Solche gegenseitigen Beurteilungen würden veraltete Strukturen in den Bereichen Industrie und Beschlussfassung zutage fördern. Sie würden dazu beitragen, die Modernisierung durch den Rückgriff auf erfolgreiche Konzepte zu beschleunigen und könnten als Indikatoren für die europäische Orientierung an "Spitzenleistungen" sowohl für den öffentlichen als auch den privaten Sektor dienen.

3.8

Die Arbeitsdokumente der Kommissionsdienststellen enthalten länderspezifische Empfehlungen bezüglich der industriellen Entwicklung (9). Diese länderspezifischen Empfehlungen müssen im Rahmen der nationalen Reformprogramme – von den Mitgliedstaaten und der Kommission als Teil des Europäischen Semesters erörtert – besser berücksichtigt werden.

3.9

Es wäre jedoch ein ernster Fehler, diese Aufgabe nur der Kommission zu überlassen. Sie obliegt vorrangig auch den Ministerien der Mitgliedstaaten, die für jene Politiken zuständig sind, die nicht von Rechtsakten oder Maßnahmen der EU abgedeckt werden. Darüber hinaus müssen diese Ministerien die ordnungsgemäße Umsetzung des EU-Rechts sicherstellen.

3.10

Finanzpolitische Maßnahmen im Euroraum implizieren eine genaue Abstimmung zwischen den europäischen Institutionen und den nationalen Behörden. Es gibt keinen Grund, warum zur Stärkung der Rahmenbedingungen für Industrie, Innovation und Arbeitsplatzschaffung keine vergleichbare Koordinierung auf der Grundlage einer gemeinsamen Vision erreicht werden kann.

3.11

Die Arbeitsdokumente der Kommissionsdienststellen können den Mitgliedstaaten auch helfen, zwei- oder dreiseitige Beurteilungen bezüglich industrierelevanter Bereiche vorzunehmen, wie z.B. Kompetenzen und Bildung, Technologie und Innovation, Verwaltungsaufwand, Steuerpolitik und staatlichen Beihilfen.
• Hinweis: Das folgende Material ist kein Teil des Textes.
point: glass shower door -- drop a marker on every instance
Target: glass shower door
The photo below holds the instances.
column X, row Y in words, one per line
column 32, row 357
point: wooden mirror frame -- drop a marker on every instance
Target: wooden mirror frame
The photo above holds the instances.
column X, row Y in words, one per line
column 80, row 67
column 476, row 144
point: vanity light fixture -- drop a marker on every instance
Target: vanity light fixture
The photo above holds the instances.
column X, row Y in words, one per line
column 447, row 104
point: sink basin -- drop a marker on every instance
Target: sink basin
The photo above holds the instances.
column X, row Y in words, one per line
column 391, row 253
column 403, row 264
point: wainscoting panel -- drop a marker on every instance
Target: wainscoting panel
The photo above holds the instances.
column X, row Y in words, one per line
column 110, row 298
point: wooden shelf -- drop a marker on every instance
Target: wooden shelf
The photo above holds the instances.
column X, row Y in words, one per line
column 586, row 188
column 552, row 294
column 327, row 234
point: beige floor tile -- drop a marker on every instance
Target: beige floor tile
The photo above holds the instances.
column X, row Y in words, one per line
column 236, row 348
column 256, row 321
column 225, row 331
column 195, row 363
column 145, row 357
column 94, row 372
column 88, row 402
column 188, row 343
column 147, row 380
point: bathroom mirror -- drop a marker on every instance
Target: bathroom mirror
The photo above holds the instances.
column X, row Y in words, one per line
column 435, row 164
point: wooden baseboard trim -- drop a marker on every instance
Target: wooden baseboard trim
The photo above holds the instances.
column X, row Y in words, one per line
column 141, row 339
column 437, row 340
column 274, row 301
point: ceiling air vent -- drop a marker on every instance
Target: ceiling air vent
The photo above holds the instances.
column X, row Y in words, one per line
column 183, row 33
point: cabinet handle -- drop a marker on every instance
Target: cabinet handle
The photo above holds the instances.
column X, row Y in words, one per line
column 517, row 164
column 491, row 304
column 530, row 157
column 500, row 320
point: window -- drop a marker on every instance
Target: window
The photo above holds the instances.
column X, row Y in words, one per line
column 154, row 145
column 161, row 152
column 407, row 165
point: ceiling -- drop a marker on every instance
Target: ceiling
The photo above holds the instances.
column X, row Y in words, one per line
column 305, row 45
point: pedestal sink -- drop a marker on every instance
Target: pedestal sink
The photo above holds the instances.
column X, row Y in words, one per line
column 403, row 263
Jedes Land kann daraus – in einer gemeinsamen europäischen Perspektive – leicht Schlüsse im Hinblick auf wünschenswerte nationale Maßnahmen ziehen. Eine gründliche Bewertung der angewandten Maßnahmen sollte in jedem Falle Teil der einzelstaatlichen Programme sein.

3.12

Da diese Entwicklungen von der gesamten Gesellschaft getragen werden müssen, ist es sehr wichtig, dass Wirtschaftsverbände und Gewerkschaften in diesem Prozess als vollwertige Partner agieren. Das gilt ggf. auch für andere Interessenträger wie Bildungswesen, Nichtregierungsorganisationen und Verbraucher. Konsensbasierte Ansätze machen sich bezahlt. Der soziale Dialog auf nationaler und regionaler Ebene wie auch in den Branchen und Unternehmen ist sehr hilfreich.

4.   Zu behandelnde Themen

4.1   Der EWSA stimmt der Auffassung der Kommission zu, dass Komplementaritäten zwischen den industriepolitischen Interventionen der Mitgliedstaaten und der EU eine grundlegende Voraussetzung für den Erfolg der europäischen Industriepolitik sind. Sie werden die Wirkung der Maßnahmen der EU und der Mitgliedstaaten verstärken und viele Möglichkeiten bieten, um den Worten Taten folgen zu lassen.

4.1.1   Ein allgemeines Konzept impliziert ein ganzheitliches und bereichsübergreifendes Vorgehen. Der EWSA unterstreicht im Folgenden miteinander verknüpfte Themen, die er für die Zukunft der europäischen Industriepolitik für entscheidend hält.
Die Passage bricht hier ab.